Foi de biathlète habitué à enchaîner les tours d’un même circuit, Martin Fourcade n’eût pu mieux boucler la boucle. Il a remporté la toute première victoire de sa carrière en Coupe du monde en 2010 lors d’une poursuite individuelle à Kontiolahti (Finlande), et la toute dernière ce samedi lors de la même épreuve, au même endroit, exactement dix ans plus tard.

Le Français de 31 ans avait annoncé la veille qu’il ne repartirait pas pour une nouvelle saison. Comme s’il était arrivé au bout de sa mission. Une impression qui s’est imposée à lui après les Championnats du monde d’Antholz, en Italie, en février dernier. «J’ai eu le sentiment après le relais hommes que c’était le bon moment. C’est l’instant où j’ai pris conscience que cette histoire-là avait été magnifique et qu’elle touchait à sa fin.» Il avait «transmis le relais» et pouvait s’en aller «apaisé».

Lire aussi: «Les records que je bats, j’espère que d’autres les feront tomber»

En un peu plus de dix ans de carrière, Martin Fourcade a doublement écrit l’histoire du sport. Celle de sa discipline, tout d’abord: il détient le record du nombre de victoires au classement général de la Coupe du monde (7), de petits globes de cristal des différentes spécialités (26) et de titres mondiaux individuels (11), qu’il partage avec le Norvégien Ole Einar Bjoerndalen. Légende du biathlon, ce dernier garde pour lui le plus grand nombre de succès en Coupe du monde (95), son poursuivant dans les annales ayant plafonné à 83.

Le sceptre est transmis

Rencontré il y a quatre ans, il nous disait l’importance toute relative qu’il attachait à ces comparaisons historiques. «A mon avis, on ne peut pas comparer les générations, car beaucoup de données changent. Moi, ce qui m’intéresse, c’est d’être le meilleur de ma génération. Qu’on puisse dire «quand il était là, c’était lui le meilleur», cela me suffit.» Eh bien quand il était là, au top, c’était lui le meilleur. Il fut sans concurrence ou presque entre 2011 et 2018. Une méforme persistante lors de la saison 2018-2019 et l’avènement du phénomène norvégien Johannes Thingnes Bø auront anticipé la transmission du sceptre mais, à défaut de s’en aller en roi régnant du biathlon, Martin Fourcade en demeurait aux yeux de tous une légende vivante.

Il aura aussi marqué le sport français dans son ensemble, en s’imposant comme l’athlète tricolore le plus titré aux Jeux olympiques toutes disciplines confondues, avec cinq médailles d’or. Le Catalan, né à Céret dans les Pyrénées-Orientales, était à ce titre plus grand que le biathlon. Ses résultats ont largement contribué à doper la popularité de son sport dans l’Hexagone, au même titre que les médailles d’or de Simon Ammann ou l’épopée d’Alinghi ont en leur temps attisé la passion de toute la Suisse pour le saut à skis ou la voile.

Prises de position tranchées

En décembre dernier, quelque 60 000 spectateurs sont venus applaudir les biathlètes lors des épreuves de Coupe du monde du Grand-Bornand, en France voisine. Pas mal pour une discipline qui ne compte au niveau national que 200 adultes licenciés et 400 espoirs dans les catégories de jeunes… Et les exploits à répétition de Martin Fourcade n’y sont pas pour rien. Ils ont pendant des années poussé la chaîne de télévision de L’Equipe à diffuser les courses, et le célèbre quotidien a consacré ses deux unes du week-end à l’annonce de sa retraite et à sa dernière course. Certes, le sport international est à l’arrêt pour cause de coronavirus. Mais rares sont ceux qui ont eu un tel honneur.

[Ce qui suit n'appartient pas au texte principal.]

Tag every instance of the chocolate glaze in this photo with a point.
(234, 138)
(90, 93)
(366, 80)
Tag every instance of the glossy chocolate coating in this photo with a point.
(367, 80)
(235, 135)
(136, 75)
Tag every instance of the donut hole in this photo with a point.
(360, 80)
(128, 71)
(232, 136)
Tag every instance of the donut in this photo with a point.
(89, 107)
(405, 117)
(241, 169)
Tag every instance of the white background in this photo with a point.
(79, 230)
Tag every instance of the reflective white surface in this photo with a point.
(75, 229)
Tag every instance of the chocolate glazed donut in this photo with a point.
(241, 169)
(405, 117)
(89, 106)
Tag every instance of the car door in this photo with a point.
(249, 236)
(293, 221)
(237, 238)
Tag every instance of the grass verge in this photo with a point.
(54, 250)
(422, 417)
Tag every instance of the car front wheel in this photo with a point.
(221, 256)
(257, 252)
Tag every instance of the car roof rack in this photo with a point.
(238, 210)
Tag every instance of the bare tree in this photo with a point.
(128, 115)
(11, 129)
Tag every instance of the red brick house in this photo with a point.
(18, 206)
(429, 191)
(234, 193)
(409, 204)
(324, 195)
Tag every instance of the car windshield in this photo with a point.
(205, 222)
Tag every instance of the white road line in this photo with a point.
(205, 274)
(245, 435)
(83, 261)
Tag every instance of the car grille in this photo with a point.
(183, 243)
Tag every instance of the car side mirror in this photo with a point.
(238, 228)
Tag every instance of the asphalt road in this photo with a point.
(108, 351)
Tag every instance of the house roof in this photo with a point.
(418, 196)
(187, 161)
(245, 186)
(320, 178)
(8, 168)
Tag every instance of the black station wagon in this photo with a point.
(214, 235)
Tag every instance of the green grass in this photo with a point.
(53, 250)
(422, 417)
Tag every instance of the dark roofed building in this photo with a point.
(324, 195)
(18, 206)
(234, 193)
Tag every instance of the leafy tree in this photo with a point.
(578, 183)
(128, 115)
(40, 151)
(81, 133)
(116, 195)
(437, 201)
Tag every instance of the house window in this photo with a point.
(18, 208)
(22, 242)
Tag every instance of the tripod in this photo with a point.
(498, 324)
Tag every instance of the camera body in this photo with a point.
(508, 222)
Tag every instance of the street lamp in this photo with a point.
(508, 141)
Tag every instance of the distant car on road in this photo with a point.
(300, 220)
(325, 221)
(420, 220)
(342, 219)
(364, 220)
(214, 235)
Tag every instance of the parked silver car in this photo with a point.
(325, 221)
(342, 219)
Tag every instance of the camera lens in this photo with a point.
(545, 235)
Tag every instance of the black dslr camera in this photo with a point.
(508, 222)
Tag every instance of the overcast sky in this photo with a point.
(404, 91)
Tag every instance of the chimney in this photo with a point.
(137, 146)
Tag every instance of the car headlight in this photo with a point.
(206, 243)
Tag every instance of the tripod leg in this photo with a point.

Lire également: Le Grand-Bornand, petite Monaco du biathlon

Athlète à la tête bien faite et aux idées claires, Martin Fourcade n’a par ailleurs jamais manqué une occasion de s’engager, notamment contre le dopage. Ceux que ses prises de position tranchées pouvaient agacer n’ont pas fini d’en entendre. Rangé des skis de fond et de la carabine, il préside la Commission des athlètes de Paris 2024 et s’est porté candidat à la Commission des athlètes du Comité international olympique en 2022: «La passion que je voue à mon sport est intacte, a-t-il déclaré vendredi. Mon amour pour le sport en général, et les valeurs de dépassement de soi et de respect des autres qu’il transmet, est plus grand que jamais. C’est dans cet univers que je veux continuer à m’exprimer, à m’investir, à partager.»